So yes – there really are well educated, probably otherwise-intelligent-people, who have made an argument that stupid.
But perhaps the most infamous case of well educated individuals failing to understand overlapping normal distributions occurred in 2005 when Harvard President Larry Summers claimed (according to some) that females are innately less capable than males at doing science.
BUT – that ISN’T what Summers claimed! What he ACTUALLY said (in reference to mathematical ability and the underrepresentation of females in some STEM disciplines) was:
“There is relatively clear evidence that whatever the difference in means—which can be debated—there is a difference in the standard deviation and variability of a male and female population”
Even the venerable, and occasionally accurate, NY Times misinterpreted Summers’ comments — which the paper claimed involved an argument that “women might lack an intrinsic aptitude for math and science.”
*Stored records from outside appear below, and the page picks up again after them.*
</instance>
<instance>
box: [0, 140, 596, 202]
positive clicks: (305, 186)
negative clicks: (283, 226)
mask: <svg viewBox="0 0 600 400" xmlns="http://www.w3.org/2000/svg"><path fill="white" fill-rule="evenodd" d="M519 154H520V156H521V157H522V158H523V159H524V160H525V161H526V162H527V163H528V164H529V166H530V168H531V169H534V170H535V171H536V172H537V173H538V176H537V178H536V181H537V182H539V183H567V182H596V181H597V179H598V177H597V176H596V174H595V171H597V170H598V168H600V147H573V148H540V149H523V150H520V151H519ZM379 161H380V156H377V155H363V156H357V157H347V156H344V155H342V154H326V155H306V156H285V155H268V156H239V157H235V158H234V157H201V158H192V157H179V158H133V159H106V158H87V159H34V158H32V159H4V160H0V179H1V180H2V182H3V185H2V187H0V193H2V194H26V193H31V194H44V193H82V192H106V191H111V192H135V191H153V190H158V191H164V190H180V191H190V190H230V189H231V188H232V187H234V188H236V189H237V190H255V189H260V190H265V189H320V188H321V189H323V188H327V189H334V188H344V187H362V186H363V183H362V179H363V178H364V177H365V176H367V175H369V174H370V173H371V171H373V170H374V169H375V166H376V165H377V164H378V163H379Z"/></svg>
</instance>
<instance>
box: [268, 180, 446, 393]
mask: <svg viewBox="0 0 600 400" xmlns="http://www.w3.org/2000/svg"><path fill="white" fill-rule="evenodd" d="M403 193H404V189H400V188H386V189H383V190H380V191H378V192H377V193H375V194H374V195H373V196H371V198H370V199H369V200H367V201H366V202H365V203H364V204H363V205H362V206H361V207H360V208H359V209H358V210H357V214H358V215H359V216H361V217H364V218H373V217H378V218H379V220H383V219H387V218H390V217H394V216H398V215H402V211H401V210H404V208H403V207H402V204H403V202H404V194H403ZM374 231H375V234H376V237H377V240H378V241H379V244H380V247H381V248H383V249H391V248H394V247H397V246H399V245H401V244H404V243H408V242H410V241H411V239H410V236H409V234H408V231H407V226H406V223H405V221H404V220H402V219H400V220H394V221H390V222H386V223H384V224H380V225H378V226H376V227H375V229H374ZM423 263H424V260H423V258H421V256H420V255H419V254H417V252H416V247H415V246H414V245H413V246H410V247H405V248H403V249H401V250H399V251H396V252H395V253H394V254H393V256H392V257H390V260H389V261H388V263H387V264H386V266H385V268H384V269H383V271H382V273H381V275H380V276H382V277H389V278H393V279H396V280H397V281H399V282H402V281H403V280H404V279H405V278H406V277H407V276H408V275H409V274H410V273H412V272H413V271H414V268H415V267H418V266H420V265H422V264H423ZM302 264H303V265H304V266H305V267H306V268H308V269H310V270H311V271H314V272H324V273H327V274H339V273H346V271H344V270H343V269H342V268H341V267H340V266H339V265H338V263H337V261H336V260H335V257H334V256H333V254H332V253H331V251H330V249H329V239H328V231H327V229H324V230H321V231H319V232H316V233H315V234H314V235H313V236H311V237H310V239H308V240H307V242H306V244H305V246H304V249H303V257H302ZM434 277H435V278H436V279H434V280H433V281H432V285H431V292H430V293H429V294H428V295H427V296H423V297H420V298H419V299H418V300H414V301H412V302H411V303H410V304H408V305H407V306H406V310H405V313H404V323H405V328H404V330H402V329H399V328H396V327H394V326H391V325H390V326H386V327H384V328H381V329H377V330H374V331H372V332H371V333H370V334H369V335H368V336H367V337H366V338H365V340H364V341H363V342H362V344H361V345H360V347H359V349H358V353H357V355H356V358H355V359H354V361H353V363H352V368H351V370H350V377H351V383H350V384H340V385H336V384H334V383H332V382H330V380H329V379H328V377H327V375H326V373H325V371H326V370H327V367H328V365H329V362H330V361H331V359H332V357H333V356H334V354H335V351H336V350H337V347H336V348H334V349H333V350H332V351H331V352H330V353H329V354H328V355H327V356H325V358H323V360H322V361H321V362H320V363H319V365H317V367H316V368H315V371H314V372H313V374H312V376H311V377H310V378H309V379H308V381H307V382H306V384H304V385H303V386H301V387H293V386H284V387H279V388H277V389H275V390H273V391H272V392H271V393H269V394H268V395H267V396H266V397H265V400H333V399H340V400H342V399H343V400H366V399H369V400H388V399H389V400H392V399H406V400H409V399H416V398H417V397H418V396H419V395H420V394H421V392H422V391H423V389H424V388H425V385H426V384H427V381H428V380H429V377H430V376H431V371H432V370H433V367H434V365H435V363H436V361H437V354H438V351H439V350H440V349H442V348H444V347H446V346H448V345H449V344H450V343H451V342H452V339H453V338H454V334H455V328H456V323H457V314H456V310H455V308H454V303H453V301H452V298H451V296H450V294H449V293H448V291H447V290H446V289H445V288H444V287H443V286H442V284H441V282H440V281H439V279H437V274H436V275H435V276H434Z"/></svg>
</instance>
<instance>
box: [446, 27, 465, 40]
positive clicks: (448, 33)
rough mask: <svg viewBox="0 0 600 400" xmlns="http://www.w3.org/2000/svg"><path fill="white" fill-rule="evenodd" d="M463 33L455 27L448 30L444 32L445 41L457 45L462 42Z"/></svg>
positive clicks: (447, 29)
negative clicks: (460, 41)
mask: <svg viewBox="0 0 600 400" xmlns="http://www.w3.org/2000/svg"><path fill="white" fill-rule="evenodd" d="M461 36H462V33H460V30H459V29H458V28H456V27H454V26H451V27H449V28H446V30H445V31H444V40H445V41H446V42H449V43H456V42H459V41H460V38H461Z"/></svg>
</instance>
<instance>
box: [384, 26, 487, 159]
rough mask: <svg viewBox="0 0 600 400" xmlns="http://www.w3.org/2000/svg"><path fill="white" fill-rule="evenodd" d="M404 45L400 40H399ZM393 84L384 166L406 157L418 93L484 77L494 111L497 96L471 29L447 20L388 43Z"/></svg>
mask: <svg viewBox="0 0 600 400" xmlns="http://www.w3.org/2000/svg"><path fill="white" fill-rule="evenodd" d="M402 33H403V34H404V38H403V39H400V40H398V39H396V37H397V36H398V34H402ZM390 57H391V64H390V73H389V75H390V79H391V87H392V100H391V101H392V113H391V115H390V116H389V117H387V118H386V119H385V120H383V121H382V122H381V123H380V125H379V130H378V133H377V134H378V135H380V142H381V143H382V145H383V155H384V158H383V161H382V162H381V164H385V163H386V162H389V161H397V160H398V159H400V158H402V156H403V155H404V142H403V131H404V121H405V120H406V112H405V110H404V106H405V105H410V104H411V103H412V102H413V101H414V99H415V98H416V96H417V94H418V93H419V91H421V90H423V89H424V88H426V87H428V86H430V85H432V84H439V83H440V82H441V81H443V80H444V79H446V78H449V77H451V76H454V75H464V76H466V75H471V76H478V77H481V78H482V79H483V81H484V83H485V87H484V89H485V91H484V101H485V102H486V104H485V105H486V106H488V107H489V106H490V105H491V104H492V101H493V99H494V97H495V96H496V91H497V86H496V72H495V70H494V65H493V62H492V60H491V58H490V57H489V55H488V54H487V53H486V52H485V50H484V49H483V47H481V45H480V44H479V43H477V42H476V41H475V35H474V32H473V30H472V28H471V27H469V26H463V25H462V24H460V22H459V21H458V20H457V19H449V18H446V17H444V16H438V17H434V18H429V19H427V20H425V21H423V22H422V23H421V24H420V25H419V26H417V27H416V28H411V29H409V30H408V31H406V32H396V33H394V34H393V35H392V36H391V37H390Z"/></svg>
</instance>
That is simply NOT what Summers claimed. He quite explicitly did not argue that the means of the distributions of mathematical ability in males and females differ. He merely noted that the evidence is clear that the distributions (of mathematical ability) for males and females are both normal distributions, but that the male distribution has a greater VARIANCE than is the case for females. Regardless of the reason for that difference (which he made no claims about), because of the difference in variance, when one examines the extremes of the distribution, males are going to be over-represented at both the upper and lower tails of the combined distribution.
For making that simple evidence-based observation – Summers was misinterpreted, forced to apologize, and ultimately forced to resign – all because critics (including scientists at Harvard and other elite universities – so not just reporters at the NY Times) did not seem to understand that his argument was based on the simple, and fascinatingly beautiful, statistical properties of overlapping normal distributions.
How can one not admire the beauty of a phenomenon so simple, so elegant, so ubiquitous, so easily understood — and at the same time so often misunderstood even by ivy league professors! I rest my case.